McEwan told the audience he no more believes in big outsourcing deals than he does in solving life's troubles by "putting them in a big polythene bag and throwing it in a canal".
That doesn't mean, however, that he doesn't do any outsourcing, and he says putting work the way of a New Zealand company is not out of the realm of possibility. Remoteness from the U.K. is not the issue, so much as the total cost of managing the outsourcing relationship.
Scottish Power doesn't do application development so has experience of farming out programming on a project basis, including to Indian company Wipro. The utility's willingness to deal with companies even further afield can be demonstrated by its purchase of billing software from a Melbourne company, McEwan says.
If New Zealand companies are to break into the U.K. and European outsourcing market, they need to be easy to do business with. Gartner's Ian Marriott says that is going to require staff on the ground in the U.K.. While some of the companies backing Outsource2NewZealand have U.K. offices, they have another, less formal, potential sales force in the form of the large community of expats working in the U.K. IT industry, estimated by ITANZ to number as many as 4,000.
Last week's first foray into the market included lunches organized by the Kiwi Expat Association (KEA). London-based IT consultant Richard Keyze, who planned to attend one of the sessions, has managed outsourcing contracts with Indian companies on behalf of Merrill Lynch and British Telecom. He says New Zealand, which he left 18 years ago, will have to go after niche markets.
"New Zealand has a very good reputation in the U.K. on an individual basis, which it will need to develop on a corporate basis.

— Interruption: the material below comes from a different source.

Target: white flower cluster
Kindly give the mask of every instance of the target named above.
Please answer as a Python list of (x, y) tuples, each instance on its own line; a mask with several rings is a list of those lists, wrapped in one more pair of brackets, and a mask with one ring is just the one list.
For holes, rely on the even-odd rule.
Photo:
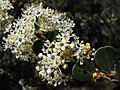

Building long-term relationships with clients will be a key thing." Alistair Hughes, of Richmond-based software company Lost Wax, also intended hearing the Outsource2NewZealand pitch, and could see himself willingly passing the message on to contacts in the industry.
"I come from New Zealand so I'm well aware of its capabilities," says Hughes, adding that Kiwis have made up as many as 10 percent of Lost Wax's employees in the past.
Indian companies, too, have deep links with the U.K.. One of the best known is Tata Consultancy Services (TCS), which has had an office in the U.K. since the 1970s. TCS debunks the notion of Indian companies trading on the cheapness of their labor. Keith Sharp, who was manning the TCS stand at the Gartner conference, says the company has development centers in Europe, the U.S., China and Australia and sells its services on the basis of being flexible and global.
The company is part of a consortium, led by Fujitsu, to be awarded work as part of the U.K. government's makeover of the National Health Service's IT systems, which will see it pocket more than $US100 million.
"Offshore outsourcing is no longer a cost-cutting game per se," Sharp says.
He was surprised to see a New Zealand presence at the conference. The absence of a similar national representation by India indicates the maturity of its market, he says.